Kendati punya struktur tubuh yang sangat mirip, setiap makhluk hidup punya sedikit perbedaan dari kedua orang tuanya. Perbedaan ini bisa menguntungkan untuk keperluan bertahan hidup, tapi bisa pula merugikan. Alam kemudian berperan sebagai pemilah, makhluk hidup yang punya perbedaan menguntungkan akan bertahan hidup dan mewariskan perbedaan itu ke generasi selanjutnya.Sementara yang secara sial mewarisi perbedaan tak menguntungkan akan mati. Perbedaan terus terjadi di setiap generasi, begitulah cara alam mengumpulkan perbedaan itu.

Aku yakin moyang kepiting Heike tidak punya gurat-gurat di punggung yang membentuk wajah meringis samurai. Gurat-gurat itu terbentuk secara perlahan melalui pewarisan dalam banyak generasi sehingga ia mempunyai polanya yang sekarang. Perubahan yang terarah itu pun tentunya masih terjadi, sehingga di masa depan kita mungkin tidak akan menemukan bentuk wajah samurai lagi di punggung kepiting Heike (atau malah jauh lebih mirip, tergantung ke arah mana seleksi alamiah membawanya).

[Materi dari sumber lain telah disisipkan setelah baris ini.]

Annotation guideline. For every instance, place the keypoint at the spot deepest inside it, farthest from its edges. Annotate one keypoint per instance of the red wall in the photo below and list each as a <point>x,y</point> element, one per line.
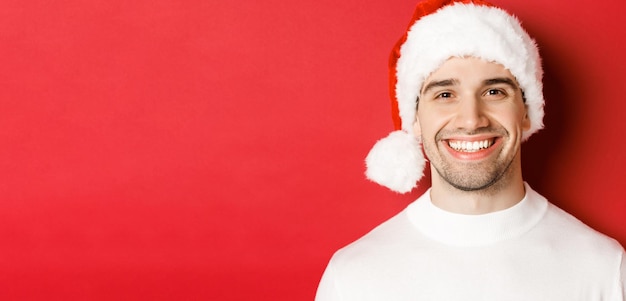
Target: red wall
<point>213,150</point>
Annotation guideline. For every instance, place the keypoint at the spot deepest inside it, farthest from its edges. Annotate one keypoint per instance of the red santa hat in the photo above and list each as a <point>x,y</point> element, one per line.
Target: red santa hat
<point>439,30</point>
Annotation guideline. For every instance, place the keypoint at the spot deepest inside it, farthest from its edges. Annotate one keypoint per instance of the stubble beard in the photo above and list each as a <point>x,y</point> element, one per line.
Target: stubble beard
<point>485,177</point>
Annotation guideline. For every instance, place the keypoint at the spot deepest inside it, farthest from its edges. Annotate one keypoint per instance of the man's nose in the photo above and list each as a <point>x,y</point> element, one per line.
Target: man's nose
<point>470,113</point>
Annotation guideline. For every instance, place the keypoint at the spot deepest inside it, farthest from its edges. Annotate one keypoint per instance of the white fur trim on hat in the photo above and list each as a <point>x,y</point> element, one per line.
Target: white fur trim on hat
<point>396,162</point>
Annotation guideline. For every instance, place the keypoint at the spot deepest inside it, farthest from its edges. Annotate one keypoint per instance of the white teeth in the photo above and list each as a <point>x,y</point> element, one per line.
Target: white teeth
<point>465,146</point>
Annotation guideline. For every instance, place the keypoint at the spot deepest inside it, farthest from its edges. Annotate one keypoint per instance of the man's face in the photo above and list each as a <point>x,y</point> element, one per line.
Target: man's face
<point>470,117</point>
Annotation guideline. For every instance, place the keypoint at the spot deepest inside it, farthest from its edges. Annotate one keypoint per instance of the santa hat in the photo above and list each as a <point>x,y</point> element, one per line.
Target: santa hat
<point>439,30</point>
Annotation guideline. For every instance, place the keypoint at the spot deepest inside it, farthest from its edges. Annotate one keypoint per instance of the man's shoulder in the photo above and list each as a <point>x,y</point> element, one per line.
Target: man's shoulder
<point>393,235</point>
<point>573,231</point>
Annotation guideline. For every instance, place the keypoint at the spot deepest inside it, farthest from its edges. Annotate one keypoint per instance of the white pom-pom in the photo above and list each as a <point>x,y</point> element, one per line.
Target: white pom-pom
<point>396,162</point>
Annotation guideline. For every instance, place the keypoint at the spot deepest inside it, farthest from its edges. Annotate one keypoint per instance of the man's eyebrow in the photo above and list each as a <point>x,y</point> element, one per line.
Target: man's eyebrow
<point>440,83</point>
<point>501,80</point>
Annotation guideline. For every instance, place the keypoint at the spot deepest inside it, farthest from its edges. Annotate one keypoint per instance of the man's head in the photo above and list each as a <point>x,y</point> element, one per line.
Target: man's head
<point>471,119</point>
<point>440,31</point>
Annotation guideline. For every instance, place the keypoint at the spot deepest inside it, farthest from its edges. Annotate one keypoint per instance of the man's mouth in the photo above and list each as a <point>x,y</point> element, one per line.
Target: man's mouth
<point>470,146</point>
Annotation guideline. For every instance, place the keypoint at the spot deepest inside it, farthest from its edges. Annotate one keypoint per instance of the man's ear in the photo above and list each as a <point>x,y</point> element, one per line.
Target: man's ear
<point>526,121</point>
<point>417,129</point>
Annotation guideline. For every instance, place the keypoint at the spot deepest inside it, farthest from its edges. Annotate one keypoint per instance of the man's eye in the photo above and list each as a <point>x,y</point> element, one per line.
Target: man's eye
<point>495,92</point>
<point>444,95</point>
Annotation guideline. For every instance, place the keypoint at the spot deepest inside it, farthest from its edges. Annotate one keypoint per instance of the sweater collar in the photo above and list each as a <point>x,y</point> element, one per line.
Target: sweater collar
<point>477,230</point>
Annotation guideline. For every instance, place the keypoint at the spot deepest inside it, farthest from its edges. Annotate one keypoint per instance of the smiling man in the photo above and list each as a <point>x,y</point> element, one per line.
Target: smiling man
<point>466,85</point>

Roh prajurit yang mati tenggelam di dasar lautan menjelma menjadi kepiting? Hahaha… Manusia modern yang masih memercayai cerita semacam itu pasti sedang bercanda, kalau tidak kehilangan kewarasannya sebagai makhluk berakal.

***

Aku tidak ingat kenapa aku bisa berada di tempat ini. Telapak kakiku menapaki pasir yang basah oleh air laut berwarna merah. Entah sejak kapan lautan berwarna merah dan berbau anyir, aku tidak sempat mencari jawabannya. Mataku dapat melihat jembatan Kanmon di kejauhan sedang ditelan keremangan akibat tenggelamnya matahari di ufuk barat. Selat Shimonoseki membentang di sebelah kananku, memisahkan tanah tempatku berpijak dengan pulau di seberang. Kusimpulkan bahwa senja itu aku sedang berada di tepian Pulau Kyushu.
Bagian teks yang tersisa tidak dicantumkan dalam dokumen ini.